La fierté rompt avec les bibliothèques d’Halifax après qu’un livre controversé a été conservé sur les étagères

Vues: 6
0 0
Temps de lecture:5 Minute, 41 Second

La décision de la bibliothèque publique d’Halifax de conserver un livre controversé sur ses étagères, contenant ce que les défenseurs appellent la désinformation transphobe et le discours de haine, a entraîné une réaction locale et une rupture avec Halifax Pride.

Une pétition communautaire a été lancée le mois dernier pour retirer Dommages irréversibles : l’engouement pour les transgenres séduit nos filles par Abigail Shrier dans les étagères de la bibliothèque.

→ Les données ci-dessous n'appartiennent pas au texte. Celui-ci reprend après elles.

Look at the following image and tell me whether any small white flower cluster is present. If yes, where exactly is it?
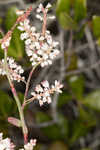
[36,3,55,21]
[1,36,11,49]
[0,57,25,82]
[0,133,15,150]
[18,4,59,67]
[19,139,36,150]
[31,80,63,106]
[0,133,36,150]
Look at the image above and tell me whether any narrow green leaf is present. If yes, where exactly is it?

Mais jeudi, la Bibliothèque publique d’Halifax a publié une déclaration disant qu’il a décidé de « ne pas censurer » le livre et de le garder en circulation.

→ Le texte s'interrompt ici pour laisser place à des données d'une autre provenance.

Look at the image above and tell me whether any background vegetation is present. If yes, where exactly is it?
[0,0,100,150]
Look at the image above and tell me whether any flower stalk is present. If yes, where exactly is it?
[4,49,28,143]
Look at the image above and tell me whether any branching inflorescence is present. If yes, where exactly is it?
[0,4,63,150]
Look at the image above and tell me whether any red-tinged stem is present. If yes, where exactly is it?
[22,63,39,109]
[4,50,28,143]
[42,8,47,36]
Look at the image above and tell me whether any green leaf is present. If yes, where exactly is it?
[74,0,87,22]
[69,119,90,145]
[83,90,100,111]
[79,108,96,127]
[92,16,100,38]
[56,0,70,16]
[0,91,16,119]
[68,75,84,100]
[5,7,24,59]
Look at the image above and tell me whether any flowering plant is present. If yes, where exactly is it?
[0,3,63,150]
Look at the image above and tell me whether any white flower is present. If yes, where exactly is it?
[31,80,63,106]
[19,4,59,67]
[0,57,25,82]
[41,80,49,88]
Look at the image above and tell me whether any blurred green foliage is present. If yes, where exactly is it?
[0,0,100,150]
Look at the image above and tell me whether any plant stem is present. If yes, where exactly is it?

À la lumière de cela, Halifax Pride annoncé vendredi ils mettaient fin à leur partenariat avec l’organisation. Ils avaient également exhorté la bibliothèque à retirer le livre et à revoir sa politique de développement de la collection qui guide quels livres sont introduits dans la collection de la bibliothèque.

Cette séparation signifie qu’il n’y aura aucun événement de bibliothèque prévu pour le festival 2021. Halifax Pride dit qu’il s’abstiendra de réserver des espaces de bibliothèque jusqu’à ce que ce problème soit résolu par une combinaison d’examen interne, de changement de politique et de formation.

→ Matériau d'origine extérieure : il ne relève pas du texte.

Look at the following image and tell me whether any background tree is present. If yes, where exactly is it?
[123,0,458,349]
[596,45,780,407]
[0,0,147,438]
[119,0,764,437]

Amazon et la Bibliothèque publique d’Ottawa conservent également le livre malgré les récents appels à son retrait.

Chris Cochrane, vice-président du conseil d’administration de Pride, dit qu’ils demandent aux bibliothèques d’Halifax de modifier leur politique de collection. (Fierté Halifax/Chris Cochrane)

Chris Cochrane, vice-président du conseil d’administration de Pride et responsable du comité transgenre et non binaire, a déclaré que ce n’était pas une mesure que le groupe avait prise à la légère.

« (En tant que) personne trans, je ne vais pas débattre de mon existence, et ce livre débat définitivement de l’existence des personnes trans », a déclaré Cochrane samedi.

Dans un monde parfait, Cochrane a déclaré que Pride aimerait voir le livre supprimé. Mais si cela ne peut pas arriver, ils espèrent que les politiques d’acquisition pourraient encore être modifiées.

« Tant qu’ils ne le feront pas, nous devrons rester là où nous restons », a déclaré Cochrane.

Au moins un auteur, Tom Ryan, a déclaré qu’il annulerait sa prochaine présentation parrainée par la bibliothèque par inquiétude pour les adolescents LGBTQ sur lesquels il écrit.

Mila McKay a lancé la pétition – qui comptait plus de 1 100 signatures dimanche – pour retirer le livre « transphobe » en avril après avoir remarqué que 25 personnes avaient mis en attente deux exemplaires.

Elle a dit que sa réaction immédiate était la peur pour les enfants et les jeunes qui pourraient être autour des personnes qui le lisaient, alors elle a entamé des conversations avec la direction de la bibliothèque publique de Halifax sur la façon dont elle pensait que le livre était un problème de sécurité.

« L’impact de ce livre sur, par exemple, même un enfant est potentiellement leur vie », a déclaré McKay samedi. « C’est pour moi, c’est comme un canari dans la mine de charbon. Je suis vraiment inquiet de ce que la demande de ce livre signifie pour le discours plus large et le genre d’attitude qui … se développe à Halifax. »

Mila McKay a lancé une pétition pour que les bibliothèques publiques d’Halifax retirent les «dommages irréversibles» de leurs étagères, mais cette semaine, la bibliothèque a déclaré que le livre resterait. (Mila McKay)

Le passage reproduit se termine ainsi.